Ensuring Calibration Robustness in Split Conformal Prediction Under Adversarial Attacks
Xunlei Qian, Yue Xing
TL;DR
The paper tackles how split conformal prediction behaves under adversarial perturbations, addressing both validity and efficiency when distribution shift occurs. It develops a theoretical framework showing that calibration-time perturbations influence test-time coverage, proves the existence of tolerance bands across a range of test attacks, and demonstrates that adversarial training reduces conformal set sizes while preserving coverage. Empirically, it validates the theory on CIFAR/MNIST/TinyImageNet with ResNet and ViT models, showing monotone coverage with calibration strength, robust bands under attack, and smaller sets under adversarial training. The results offer practical guidance for deploying conformal prediction in adversarial and high-stakes settings, balancing robustness and informativeness.
Abstract
Conformal prediction (CP) provides distribution-free, finite-sample coverage guarantees but critically relies on exchangeability, a condition often violated under distribution shift. We study the robustness of split conformal prediction under adversarial perturbations at test time, focusing on both coverage validity and the resulting prediction set size. Our theoretical analysis characterizes how the strength of adversarial perturbations during calibration affects coverage guarantees under adversarial test conditions. We further examine the impact of adversarial training at the model-training stage.
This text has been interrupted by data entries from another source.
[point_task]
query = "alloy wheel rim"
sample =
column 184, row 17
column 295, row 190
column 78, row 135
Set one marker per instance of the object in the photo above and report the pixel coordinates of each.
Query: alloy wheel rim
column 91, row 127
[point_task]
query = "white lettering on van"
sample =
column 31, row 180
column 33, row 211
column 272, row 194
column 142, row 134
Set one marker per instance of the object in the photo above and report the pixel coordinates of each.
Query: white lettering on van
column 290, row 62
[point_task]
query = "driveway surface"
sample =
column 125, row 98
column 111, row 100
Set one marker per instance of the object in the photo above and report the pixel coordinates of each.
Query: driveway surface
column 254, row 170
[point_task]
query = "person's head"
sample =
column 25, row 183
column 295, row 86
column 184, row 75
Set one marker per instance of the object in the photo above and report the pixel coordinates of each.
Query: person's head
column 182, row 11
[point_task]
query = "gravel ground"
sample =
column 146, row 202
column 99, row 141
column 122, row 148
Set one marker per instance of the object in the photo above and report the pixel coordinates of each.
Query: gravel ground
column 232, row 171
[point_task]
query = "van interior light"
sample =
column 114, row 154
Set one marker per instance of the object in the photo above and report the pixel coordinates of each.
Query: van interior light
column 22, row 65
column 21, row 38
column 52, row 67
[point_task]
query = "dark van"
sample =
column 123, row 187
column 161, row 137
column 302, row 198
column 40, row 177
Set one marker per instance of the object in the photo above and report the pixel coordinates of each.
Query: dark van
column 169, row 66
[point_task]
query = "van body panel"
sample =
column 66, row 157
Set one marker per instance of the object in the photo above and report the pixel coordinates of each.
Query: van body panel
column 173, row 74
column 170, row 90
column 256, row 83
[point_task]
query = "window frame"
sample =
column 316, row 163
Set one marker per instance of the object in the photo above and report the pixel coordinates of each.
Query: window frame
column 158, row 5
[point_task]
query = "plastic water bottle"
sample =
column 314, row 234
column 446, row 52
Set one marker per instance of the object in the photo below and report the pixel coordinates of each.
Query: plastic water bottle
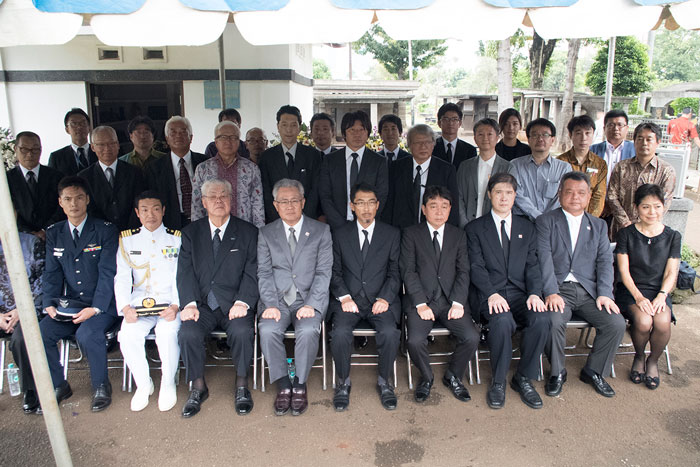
column 13, row 380
column 291, row 369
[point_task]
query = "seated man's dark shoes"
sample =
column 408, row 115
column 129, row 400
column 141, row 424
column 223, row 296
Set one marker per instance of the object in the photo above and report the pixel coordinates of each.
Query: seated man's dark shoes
column 243, row 401
column 283, row 401
column 554, row 384
column 455, row 385
column 522, row 385
column 423, row 390
column 341, row 398
column 300, row 402
column 194, row 402
column 387, row 396
column 102, row 397
column 496, row 396
column 598, row 382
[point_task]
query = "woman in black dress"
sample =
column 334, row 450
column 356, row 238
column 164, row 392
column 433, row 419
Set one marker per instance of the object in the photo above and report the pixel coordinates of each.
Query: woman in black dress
column 648, row 255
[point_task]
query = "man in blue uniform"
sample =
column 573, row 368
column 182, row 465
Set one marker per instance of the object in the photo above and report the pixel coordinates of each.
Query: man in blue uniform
column 79, row 277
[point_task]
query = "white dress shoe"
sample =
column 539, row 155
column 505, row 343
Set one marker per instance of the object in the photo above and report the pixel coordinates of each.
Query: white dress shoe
column 140, row 399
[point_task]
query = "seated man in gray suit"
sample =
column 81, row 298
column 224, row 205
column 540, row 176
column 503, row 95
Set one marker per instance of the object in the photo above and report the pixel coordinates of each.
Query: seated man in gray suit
column 295, row 259
column 577, row 275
Extensive experiments support our theory: (i) Prediction coverage varies monotonically with the calibration-time attack strength, enabling the use of nonzero calibration-time attack to predictably control coverage under adversarial tests; (ii) target coverage can hold over a range of test-time attacks: with a suitable calibration attack, coverage stays within any chosen tolerance band across a contiguous set of perturbation levels; and (iii) adversarial training at the training stage produces tighter prediction sets that retain high informativeness.